Reviewing our first year with chickens

I have twelve gorgeous hens, they were born in April 2012, two days later I picked them up and moved them into our spare bedroom for the first few weeks.  Mick constructed our amazing hen house and run.  I had a wonderful time watching them this summer as they explored and scratched, ate up garden leftovers, devoured bugs, worms, grubs, snails, slugs...even a field mouse.  We waited in anticipation for the first eggs to appear, we waited and waited, and then September 7th it happened, our first egg.  Production started slowly, but the girls are hard workers and by the end of October we were getting anywhere from 6-10 eggs daily.

December eggs
Egg production is controlled by many different things, age of the hens, their health, moulting and one of the largest factors is the amount of daylight, you see, chickens are seasonal creatures, we are all seasonal beings in truth.  As the days get shorter nature tells them to slow down laying and take a break over the cold, dark months to direct their energy at keeping themselves warm until next Spring.  The constant stress of producing endless eggs will shorten the lifespan of a hen.  Those eggs you pick up at the grocery stores are from hens that are kept indoors with almost constant artificial light to force the girls into a state of continual laying...until...they...just...wear....themselves...out.  With intensively raised chickens this takes about 18 months when the hens are sent for slaughter and manufactured into all manner of things that don't really resemble a chicken at all.

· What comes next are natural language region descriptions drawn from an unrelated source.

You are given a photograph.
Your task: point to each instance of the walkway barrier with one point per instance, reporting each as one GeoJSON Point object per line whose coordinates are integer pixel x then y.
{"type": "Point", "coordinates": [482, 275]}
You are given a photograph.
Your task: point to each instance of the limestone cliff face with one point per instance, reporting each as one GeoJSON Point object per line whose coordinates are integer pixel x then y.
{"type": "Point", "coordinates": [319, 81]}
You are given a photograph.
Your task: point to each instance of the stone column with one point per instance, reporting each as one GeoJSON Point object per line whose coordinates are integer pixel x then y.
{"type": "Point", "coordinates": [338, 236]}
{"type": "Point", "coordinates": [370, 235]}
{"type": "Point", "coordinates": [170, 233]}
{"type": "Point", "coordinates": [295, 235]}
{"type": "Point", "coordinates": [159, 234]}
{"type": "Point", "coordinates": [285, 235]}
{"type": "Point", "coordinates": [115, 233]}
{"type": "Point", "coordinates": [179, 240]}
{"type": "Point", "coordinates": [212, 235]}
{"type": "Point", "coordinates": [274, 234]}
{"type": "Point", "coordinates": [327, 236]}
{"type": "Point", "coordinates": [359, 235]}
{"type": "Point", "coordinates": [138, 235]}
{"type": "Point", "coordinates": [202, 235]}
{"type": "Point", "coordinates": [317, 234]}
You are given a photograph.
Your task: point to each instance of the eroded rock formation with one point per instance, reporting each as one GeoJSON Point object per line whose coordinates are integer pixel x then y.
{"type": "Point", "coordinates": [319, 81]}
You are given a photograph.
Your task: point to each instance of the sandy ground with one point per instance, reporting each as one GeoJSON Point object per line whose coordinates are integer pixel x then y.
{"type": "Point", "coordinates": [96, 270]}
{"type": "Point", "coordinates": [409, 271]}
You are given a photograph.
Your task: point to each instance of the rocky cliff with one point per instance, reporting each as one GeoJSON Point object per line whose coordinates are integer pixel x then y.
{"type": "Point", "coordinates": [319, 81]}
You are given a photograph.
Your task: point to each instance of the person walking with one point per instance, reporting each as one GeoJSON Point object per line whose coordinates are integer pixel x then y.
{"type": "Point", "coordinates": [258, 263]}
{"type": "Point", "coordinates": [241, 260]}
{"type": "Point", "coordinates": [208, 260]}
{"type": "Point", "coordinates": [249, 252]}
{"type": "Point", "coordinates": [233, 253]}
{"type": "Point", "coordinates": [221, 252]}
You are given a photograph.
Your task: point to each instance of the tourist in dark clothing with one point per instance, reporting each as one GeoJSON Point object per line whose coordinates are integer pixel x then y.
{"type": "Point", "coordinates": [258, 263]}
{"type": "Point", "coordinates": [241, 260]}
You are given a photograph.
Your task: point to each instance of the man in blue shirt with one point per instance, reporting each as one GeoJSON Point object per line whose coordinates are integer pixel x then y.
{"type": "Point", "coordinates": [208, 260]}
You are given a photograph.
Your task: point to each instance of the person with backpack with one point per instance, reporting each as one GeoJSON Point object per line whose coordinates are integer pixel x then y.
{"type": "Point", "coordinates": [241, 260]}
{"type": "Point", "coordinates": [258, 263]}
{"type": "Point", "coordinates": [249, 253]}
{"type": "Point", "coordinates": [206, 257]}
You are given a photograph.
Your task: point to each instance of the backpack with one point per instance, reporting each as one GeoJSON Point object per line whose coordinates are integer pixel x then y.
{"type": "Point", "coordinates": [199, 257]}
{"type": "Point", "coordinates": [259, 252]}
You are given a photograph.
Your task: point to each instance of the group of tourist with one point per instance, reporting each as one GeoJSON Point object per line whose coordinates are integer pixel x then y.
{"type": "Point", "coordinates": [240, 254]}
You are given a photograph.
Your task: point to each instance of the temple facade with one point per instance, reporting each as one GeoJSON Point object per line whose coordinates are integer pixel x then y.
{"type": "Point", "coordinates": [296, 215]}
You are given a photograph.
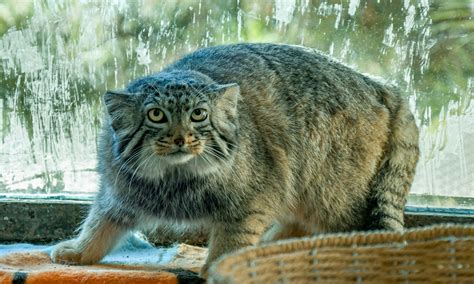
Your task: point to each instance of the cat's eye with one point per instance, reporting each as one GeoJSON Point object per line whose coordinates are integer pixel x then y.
{"type": "Point", "coordinates": [156, 115]}
{"type": "Point", "coordinates": [198, 115]}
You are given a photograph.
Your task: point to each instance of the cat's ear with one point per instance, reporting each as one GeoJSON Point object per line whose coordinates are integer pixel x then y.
{"type": "Point", "coordinates": [227, 98]}
{"type": "Point", "coordinates": [122, 107]}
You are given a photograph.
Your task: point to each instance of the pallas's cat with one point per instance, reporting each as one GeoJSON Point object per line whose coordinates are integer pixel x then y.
{"type": "Point", "coordinates": [258, 141]}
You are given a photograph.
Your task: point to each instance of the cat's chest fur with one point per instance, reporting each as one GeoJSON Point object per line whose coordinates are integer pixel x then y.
{"type": "Point", "coordinates": [174, 197]}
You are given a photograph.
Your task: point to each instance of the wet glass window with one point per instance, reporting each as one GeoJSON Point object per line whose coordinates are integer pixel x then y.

My ladies have slowed down a bit in December, the daily number of eggs currently is 6-8 I expect that will slow down still more over the next month before picking back up in April.  I have heritage chickens, Barred Plymouth Rocks, Buff Orpingtons and Columbian Wyandotte hens, they are multi-purpose birds developed by small farms for decent egg production and as a nice plump bird for the table.  It does mean my egg production is not as high as the egg laying crosses, but in return they are gorgeous, funny and healthy.
We share our eggs with friends and family, but mostly, we enjoy them, any extras are cracked on the dogs dinner, lucky hounds.  We have eaten our eggs poached, fried, scrambled, baked and made omelette's,  lovely sauces, quiche, Yorkshire pudding, dutch baby, pancakes and yesterday I tried my hand at a sweet custard.
This gorgeous creation is my own Maple Baked Custard, delicious, trust me, I will be making this again

The whole experience with chicken keeping has been incredible, I can't believe I have lived in the country for almost 20 years before adding chickens to our yard.  I find myself gazing over the websites of poultry breeders contemplating adding a couple more breeds in the Spring, or, perhaps a trio of geese?